DISROBE

Blade Runner 2049: What Does It Mean To Be Human?

Officer K

When Officer KD6–3.7, a Nexus-9 replicant built for the sole purpose of hunting down and retiring rogue replicants, learns that his memory involving a wooden horse, which is supposedly artificial (like any other memory fragments implanted into the brain of a replicant), is not fake, he screams in existential frustration.

His whole life has been nothing but a lie.

Hidden behind his frustration, however, lies a tinge of hope.

Officer K leads a lonely life, his only company being an overly cheerful hologram. He loves her more than he does anybody.

His job of tracking down and destroying replicants has made him emotionally distant. His human neighbors isolate and curse him because he is not one of their own.

K is loyal to his cold and human manager. He follows all her orders with no understanding of their effect in the overall scheme of the world until the day it comes to light that there exists a probability that he was not built and assembled, that there is a chance he came into existence out of love and affection.

He feels alive in a way he never has before.

The hologram pushes him to believe that he is much more than what he makes himself out to be. It deepens his desire to live, to find out more about himself. He is now willing to risk it all to find the Truth. His life becomes a mystery that he desperately wants to solve.

The moment K Realizes The Truth

His hope fades when he finds out that the memory involving the wooden horse is not his, that it is just a cruel mistake on life’s part. The fragment of memory was misplaced.

He is not unique or special.

Or in Tyler Durden's words, he is not a unique snowflake.

He was never the miraculous child born to a replicant and a human. The constant optimism his hologram companion kept feeding him was just a corporate algorithm programmed to spew what its owners want to hear and feel; to ensure their products remain adored by its users.

It is just another machine performing its tasks.

K’s existential crisis is akin to what many of us face in increasingly materialistic, corporate-controlled metropolitan societies. In search of obtaining what society considers the best, the most pleasurable, and what provides us with the most comfort, numerous of us have lost sight of what is meaningful.

Even the few who know the Truth refuse to see or react to it because they are too scared to face the consequences.

Just like K staring at an advertisement for Joi, we look at our own lives, finding the sheer pointlessness and fakeness of it repulsive.

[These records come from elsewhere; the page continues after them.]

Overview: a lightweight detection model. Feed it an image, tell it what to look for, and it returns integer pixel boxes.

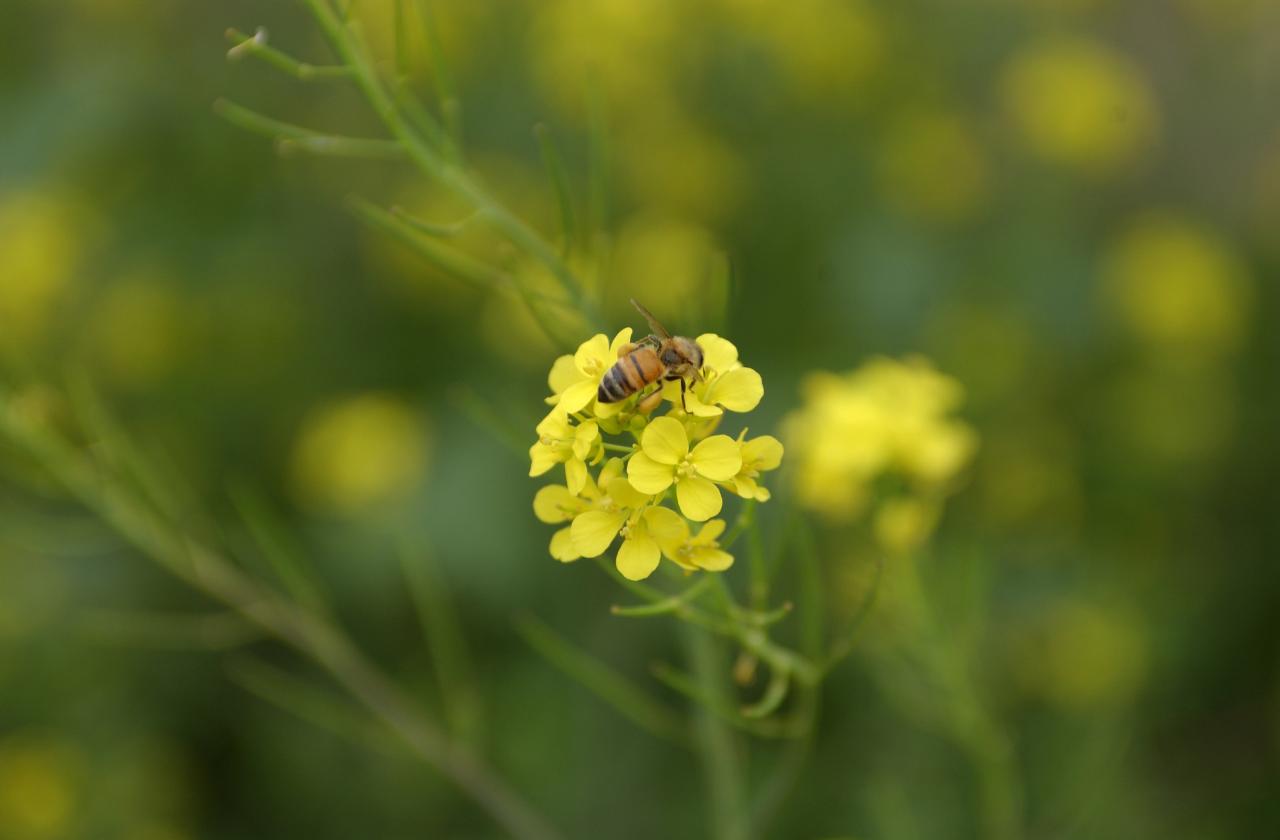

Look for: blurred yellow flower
[1001,37,1158,175]
[783,359,977,521]
[90,269,187,387]
[0,735,79,840]
[292,393,428,515]
[879,109,988,224]
[627,416,742,522]
[607,211,728,324]
[0,191,86,353]
[1103,211,1249,357]
[722,0,886,99]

Just like K, we hope life is meaningful. We hope we are unique and destined for greatness. Yet, most of us come out disappointed and dissatisfied.

The Advertisement

“For what purpose humanity is there should not even concern us: why you are there, that you should ask yourself: and if you have no ready answer, then set for yourself goals, high and noble goals, and perish in pursuit of them. I know of no better life purpose than to perish in attempting the great and the impossible.”

Friedrich Nietzsche

Although his birth and the purpose assigned to him by his corporate masters are not unique or even ethical, K realizes that he can change his life by performing something human and selfless, regardless of how dangerous it is.

He decides to redeem himself and wash himself of the sins of his career, to raise himself to someone of value by working for a greater goal.

He risks his own life out of his own free will to save someone else’s, for the happiness of the real Chosen One, and for a revolution. He makes himself indispensable and expects nothing in return.

Officer K lies down in the snow, covered in wounds and worn out. For the first time in his life he feels satisfied with himself and his actions.

It doesn’t matter to him that he ends up as a mere cog in a vast machine.